Sen. Alexander was one of six GOP senators who wrote Interior Secretary Gale Norton back in November to say they opposed changes to the Management Policies. Now the senator has officially gone on the record to Director Mainella with his opposition. And in staking out his views, Sen. Alexander has highlighted key areas of the proposed revisions that would weaken protections currently enjoyed by national parks and which could benefit polluters and cost tax payers.
In his three-page letter, the senator takes exception to how the proposed revisions delete from the very first section of the Management Policies "language that unambiguously defines conservation and resource protection as the primary purpose of the Park Service."
"In its place," he continues, "the proposed draft disperses ambiguous language throughout the document that de-emphasizes the importance of resource protection by allowing impacts so long as they can be mitigated or otherwise managed. This conflicts with the paramount mandate of the (National Park Service) Organic Act, which is to conserve park resources and leave them unimpaired for the enjoyment of future generations, even if that requires the Park Service to reduce or eliminate a particular form of use."
The senator, with Great Smoky Mountains National Park most definitely in mind, told Director Mainella that the revisions would weaken efforts to clear the smog that drastically limits visibility in that park, which straddles the Tennessee-North Carolina border.

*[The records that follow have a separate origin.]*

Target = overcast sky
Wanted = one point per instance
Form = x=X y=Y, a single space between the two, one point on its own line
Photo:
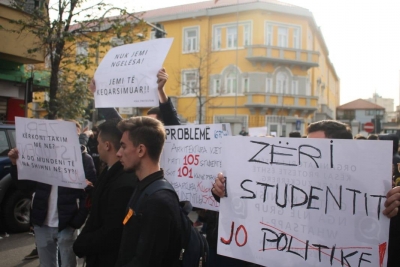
x=363 y=38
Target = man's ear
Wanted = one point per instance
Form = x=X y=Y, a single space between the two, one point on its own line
x=142 y=150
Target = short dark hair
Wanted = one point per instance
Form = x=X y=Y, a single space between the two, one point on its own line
x=332 y=129
x=295 y=134
x=157 y=112
x=373 y=137
x=77 y=124
x=360 y=137
x=147 y=131
x=108 y=131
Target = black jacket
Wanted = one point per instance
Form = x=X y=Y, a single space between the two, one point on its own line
x=167 y=110
x=152 y=237
x=101 y=236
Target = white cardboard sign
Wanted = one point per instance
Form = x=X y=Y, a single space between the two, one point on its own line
x=305 y=202
x=191 y=159
x=127 y=75
x=49 y=152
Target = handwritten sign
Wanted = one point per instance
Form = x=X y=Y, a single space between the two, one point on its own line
x=191 y=159
x=49 y=152
x=126 y=77
x=305 y=202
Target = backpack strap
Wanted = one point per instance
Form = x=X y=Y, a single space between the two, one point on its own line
x=155 y=186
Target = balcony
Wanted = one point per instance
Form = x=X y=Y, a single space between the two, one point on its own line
x=282 y=55
x=274 y=103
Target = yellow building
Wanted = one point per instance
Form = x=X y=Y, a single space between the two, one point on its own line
x=252 y=64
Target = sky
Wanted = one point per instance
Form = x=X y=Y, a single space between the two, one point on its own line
x=362 y=36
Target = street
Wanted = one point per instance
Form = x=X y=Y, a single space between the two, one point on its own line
x=14 y=248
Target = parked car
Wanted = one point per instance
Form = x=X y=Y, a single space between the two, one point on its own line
x=14 y=205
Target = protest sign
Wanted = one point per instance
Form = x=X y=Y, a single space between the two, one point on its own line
x=127 y=75
x=191 y=160
x=49 y=152
x=305 y=202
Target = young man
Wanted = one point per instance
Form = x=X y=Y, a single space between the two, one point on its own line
x=101 y=236
x=56 y=214
x=152 y=232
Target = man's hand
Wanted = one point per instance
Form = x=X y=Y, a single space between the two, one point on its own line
x=13 y=155
x=219 y=185
x=92 y=86
x=162 y=77
x=392 y=202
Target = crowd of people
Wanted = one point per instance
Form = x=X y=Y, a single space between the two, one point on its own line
x=119 y=226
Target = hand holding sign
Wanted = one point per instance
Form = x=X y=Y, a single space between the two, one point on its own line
x=219 y=185
x=13 y=156
x=392 y=202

"Absent smog and other pollution generated by human activities, visitors to the Great Smoky Mountains National Park would enjoy views of more than 100 miles," the senator wrote. "If 'natural' conditions are redefined (as proposed) to include man-made impacts like coal-fired power plants, it is difficult to see how we will ever achieve clean air in our parks."
Furthermore, Sen. Alexander noted, changes in Section 4.7.1 would weaken the Park Service's current oversight of state-issued permits for major air pollution sources.
"The Clean Air Act gives the Park Service an 'affirmative responsibility' to protect air quality values in the parks, and explicitly directs the Park Service to object in writing when a proposed facility would cause or contribute to an adverse impact on park air quality," he pointed out. "The redraft would prevent the Park Service from seeking permit modifications or denials until after attempting to identify 'technological solutions' that prevent harmful impacts to park air quality. This creates a complicated, costly, and unworkable new obligation for national parks."
In wrapping up his letter, Sen. Alexander recommended to Director Mainella that once the Park Service compiles and integrates all the public comments made on the current revisions, it then open another 90-day public comment period on the resulting draft.